Tom Rauch w8ji at contesting.com
Sat Nov 13 08:16:10 EST 2004


> They squelched my feeling that I had a lemon when they
bench tested my
> Orion for a week with the conclusion that "there's nothing
wrong with
> it".

I actually have Earl's old radio here, so all my comments
are based on the very same radio Earl had.

I initially didn't like the radio at all. It had relay
timing problems that faulted my amplifier into standby (it
has 100% fault detection for relays and such) and some other
issues. Ten Tec corrected all of that with a firmware
upgrade as soon as they became fully aware of the problem
cause. I think it took less than two or three weeks to have
a good reliable fix. There were a few other issues that only
show up in specific situations, and TT fixed them all within
weeks of learning of the bugs.

Try to get something like that done with Yaesu or Icom!!

Right now the Orion is one of the cleanest CW transmitters
on the market. It's a far cry better than Yaesu and other
rigs, and has a cleaner SSB transmitter than the $10,000
7800. It sounds exceptionally good on SSB and AM, both
receive and transmit.

Like all radios, it isn't perfect. I dislike the menus, but
I dislike going into menus in normal operation in any radio.
I'd like some functions to be more the same as my other
radios.

The only major dislike I have is the AGC. I won't know for
sure until the AGC changes (hopefully it will someday), but
my opinion is the AGC is what causes some people to strongly
dislike the Orion. The AGC comes in quickly at a threshold
and clamps weak and strong signals to the same audio level.
IMO this is what causes weak CW signals to "blend" with the
noise. I lose the lowest layer of signals unless I have the
AGC (and RF gain) set closely for the noise power at that
moment. That adjustment is also in a menu.

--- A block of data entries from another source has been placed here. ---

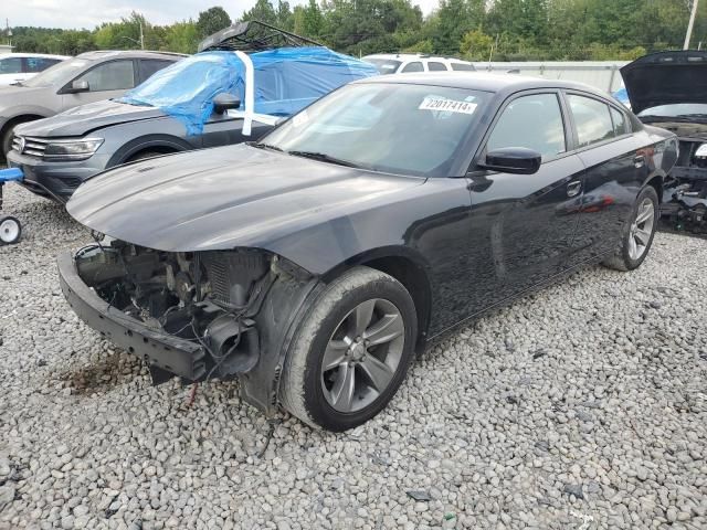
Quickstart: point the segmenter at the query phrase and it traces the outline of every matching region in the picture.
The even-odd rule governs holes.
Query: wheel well
[[[430,282],[424,271],[416,265],[413,261],[399,257],[379,257],[368,262],[360,263],[367,267],[374,268],[381,273],[386,273],[398,282],[400,282],[415,304],[415,310],[418,312],[418,347],[423,344],[423,339],[428,335],[428,327],[430,325],[430,309],[432,304],[432,295],[430,288]]]
[[[43,117],[44,116],[40,116],[39,114],[23,114],[21,116],[15,116],[14,118],[10,118],[2,126],[2,130],[0,130],[0,137],[3,137],[4,134],[15,125],[24,124],[25,121],[34,121],[35,119],[42,119]]]
[[[663,178],[653,177],[648,180],[647,186],[652,186],[655,189],[655,192],[658,194],[658,204],[663,202]]]
[[[173,147],[167,146],[150,146],[139,151],[131,152],[129,157],[126,157],[125,161],[135,160],[138,157],[147,153],[156,153],[156,155],[170,155],[172,152],[179,152],[179,149],[175,149]]]

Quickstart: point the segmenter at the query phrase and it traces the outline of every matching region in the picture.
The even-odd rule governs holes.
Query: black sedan
[[[583,85],[366,80],[257,144],[91,179],[67,210],[106,235],[60,256],[62,289],[154,377],[238,377],[267,414],[342,431],[446,331],[580,266],[639,267],[676,156]]]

Now many people have no problem doing that (case in point
Bill, W4ZV), but I have over 20 antenna combinations that I
might "pick through". Despite having my antennas normalized
to the same approximate sensitivities they are still
different arrays pointed in different directions. That means
background levels are almost always different, sometimes by
several dB. If I am trying to dig an ESP signal out of noise
I not only have to switch through and find the best antenna
combination, I have to fiddle with attenuators, RF gain, or
AGC settings to adjust background noise at or just below AGC
threshold. If I don't do that, I have the opinion Earl had.

I'd say this effect amounts to only a dB or two effective
difference in signal-to-mush, but that often is the
difference between reading and not reading an ESP signal. It
also means how our ears and mind processes weak signals has
a large effect on how we like the Orion. The bottom line is
some people are just not going to like the AGC system. I
would describe it as very "mushy" sounding when looking for
weak tones in the presence of noise, unless you get the
settings correct. Some operators will be able to find a spot
they like and love it, some are going to hate it.

It's my opinion if slope was added to the AGC to make it
more like analog AGC, people who dislike the weak signal CW
operation would have an entirely different opinion.
Sometimes engineers have a tendency to make things "too
perfect", and not consider the advantages of dynamics. I
learned this with my R4C's. When I built AGC systems with
high gain (they held the audio level perfectly flat with any
signal level change on the input) it made the receiver
"mushy" on weak CW.

This is as accurately and honestly as I can describe the
Orion. Some people are going to love it and some will hate
it. It will depend on how they "hear" signals and how
objectionable they find it to have to work the AGC as
background noise levels change. At least, unlike some other
radios, the Orion is "fixable" and TT appears to correct
things when they understand there is a problem. You can
always get your money back if you can't live with the AGC.